I guess it wasn’t really an interview as much as it was like eavesdropping into a memory house; I didn’t need a key for the lock. Maybe it was the dredging sense of familiarity that made me ask her who she was, and she wasn’t averse to oblige. She was from Jammu, the foggy mornings and distant hills being the only things that she cherished inside her diminishing memory- a child of nature. Three wars and countless sorties of violence seemed to have little effect on her perception, as her eyes grew misty when she imagined her long lost life in the Gurgaon desert, which is when she started telling me about her candy store on McMillan street.
She had been just a little girl back then, with ribbons in her hair and love in her heart, her innocence streaming through the riverine streets of Jammu, winding up into the hills in pre-independent India. I wonder if there was a kind of romanticism in that, but then hindsight is always more faithful. She told me how she would play hide and seek with her friends, and I thought to myself, man, if there’s one game that transcends time, it’s that. She went on in her faraway tone, describing the day when she accidentally barged into an old bicycle store while playing, and turned around to see a curious pair of eyes looking at her. It was a British man, staring at the little girl like she had dropped straight out of the sky, and his kind eyes captivated and intimidated her at the same time. Slowly, he asked if she wanted candy, and being too scared to say no, she faintly nodded, and the big man gave her a bicycle wench. Confused and scared, she just about had enough time to listen to a whispered “come back again,” before she ran out of the place as fast as her legs could carry her.

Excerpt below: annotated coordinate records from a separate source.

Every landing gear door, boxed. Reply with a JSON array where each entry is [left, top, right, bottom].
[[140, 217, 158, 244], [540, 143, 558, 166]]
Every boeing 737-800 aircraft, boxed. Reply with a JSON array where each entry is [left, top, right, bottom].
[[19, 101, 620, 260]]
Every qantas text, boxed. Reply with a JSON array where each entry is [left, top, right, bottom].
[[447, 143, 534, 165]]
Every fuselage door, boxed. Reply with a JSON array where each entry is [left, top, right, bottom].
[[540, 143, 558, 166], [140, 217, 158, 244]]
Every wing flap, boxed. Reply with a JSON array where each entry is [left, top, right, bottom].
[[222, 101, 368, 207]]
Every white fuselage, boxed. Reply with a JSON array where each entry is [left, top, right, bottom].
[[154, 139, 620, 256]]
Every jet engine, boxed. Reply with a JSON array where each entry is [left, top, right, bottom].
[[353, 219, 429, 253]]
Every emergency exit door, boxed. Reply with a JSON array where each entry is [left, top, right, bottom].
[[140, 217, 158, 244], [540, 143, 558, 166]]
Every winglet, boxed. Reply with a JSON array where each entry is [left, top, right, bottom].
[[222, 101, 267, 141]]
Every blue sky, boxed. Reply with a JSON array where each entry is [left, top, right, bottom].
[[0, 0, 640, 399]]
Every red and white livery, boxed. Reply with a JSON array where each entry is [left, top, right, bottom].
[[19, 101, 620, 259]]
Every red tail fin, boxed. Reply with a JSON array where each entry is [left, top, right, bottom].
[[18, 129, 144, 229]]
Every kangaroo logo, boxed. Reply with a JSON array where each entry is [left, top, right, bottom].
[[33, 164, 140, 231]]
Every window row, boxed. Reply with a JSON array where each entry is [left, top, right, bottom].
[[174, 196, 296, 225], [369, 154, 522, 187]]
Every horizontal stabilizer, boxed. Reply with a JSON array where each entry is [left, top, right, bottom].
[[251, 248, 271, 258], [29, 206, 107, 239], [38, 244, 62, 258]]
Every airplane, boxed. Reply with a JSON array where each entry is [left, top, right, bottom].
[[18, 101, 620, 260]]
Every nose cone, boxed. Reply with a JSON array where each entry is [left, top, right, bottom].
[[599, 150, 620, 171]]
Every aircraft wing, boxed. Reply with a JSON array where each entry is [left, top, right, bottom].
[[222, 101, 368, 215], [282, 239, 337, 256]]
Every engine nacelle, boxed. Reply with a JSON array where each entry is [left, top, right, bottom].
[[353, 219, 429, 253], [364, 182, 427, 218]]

Back home, she had no idea what to do with the wench, and she kept it under her bed, and in the morning she found a cinnamon stick instead of rusting iron.

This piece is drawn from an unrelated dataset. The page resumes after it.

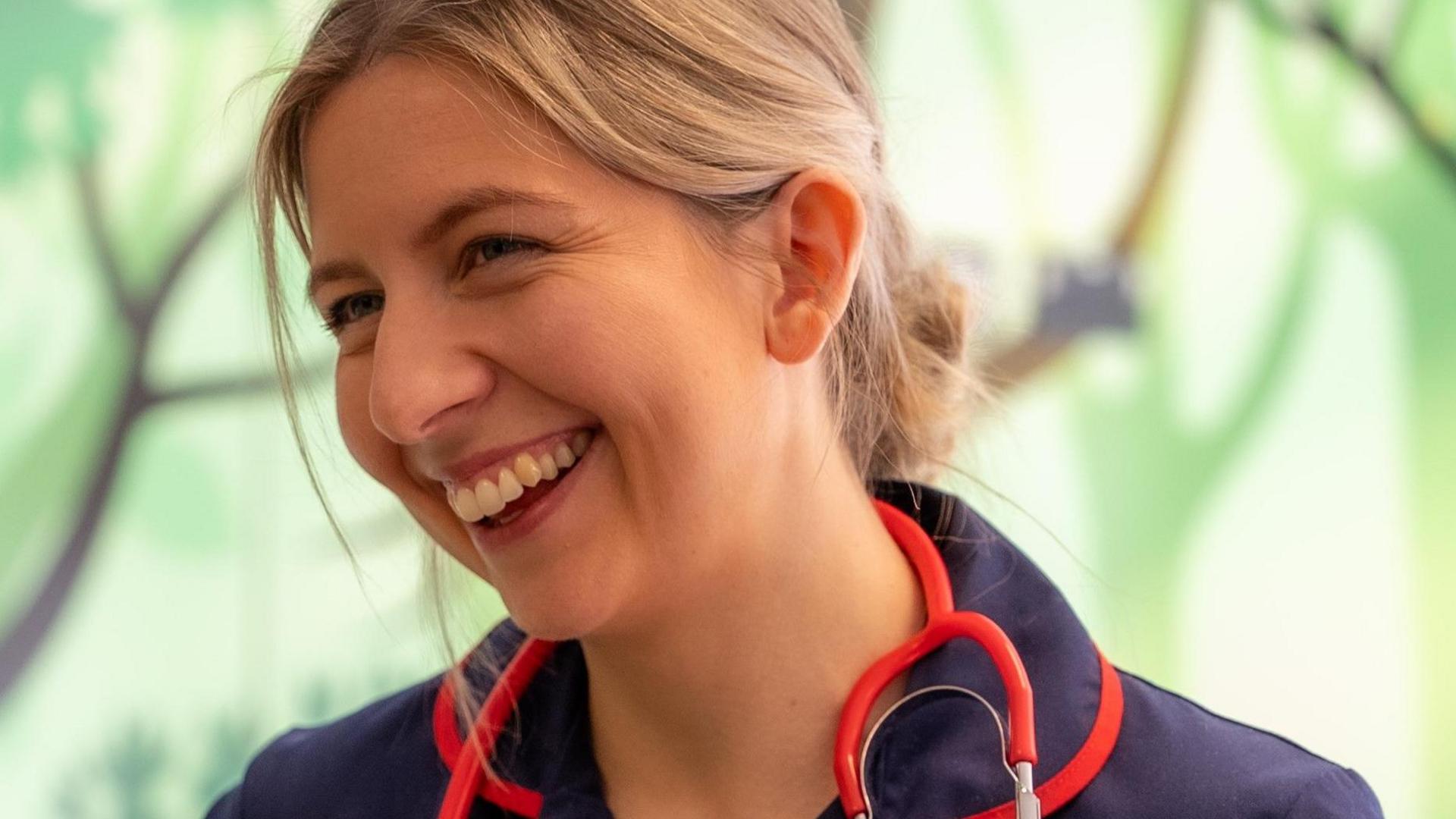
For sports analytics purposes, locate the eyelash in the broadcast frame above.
[323,236,540,335]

The thought of going back scared her, but she did, and every time the mysterious man in the empty shop would give her a new item, which would turn into candy whenever she slept, for it was her candy shop, her own place of magical sanctity in the umbrella of misty Jammu. I believed her, there was no reason not to, and I think she noticed that. Then one day, she went to the shop and saw that it was shut, with a closed sign hanging over the entrance, and she stood for hours looking at it, at the sign which was never to be removed.
She trailed off after that, and her eyes grew listless, and upon regaining focus she looked at me like a stranger, and I realized that she had just forgotten everything she had just told me. Her granddaughter came after a while to pick her up, a pretty, modern girl who had grown up in Gurgaon malls, perhaps still having a little of the same innocence bereft of wonderment in her gait, but that’s just wishful thinking. I never saw her again, and I didn’t want to.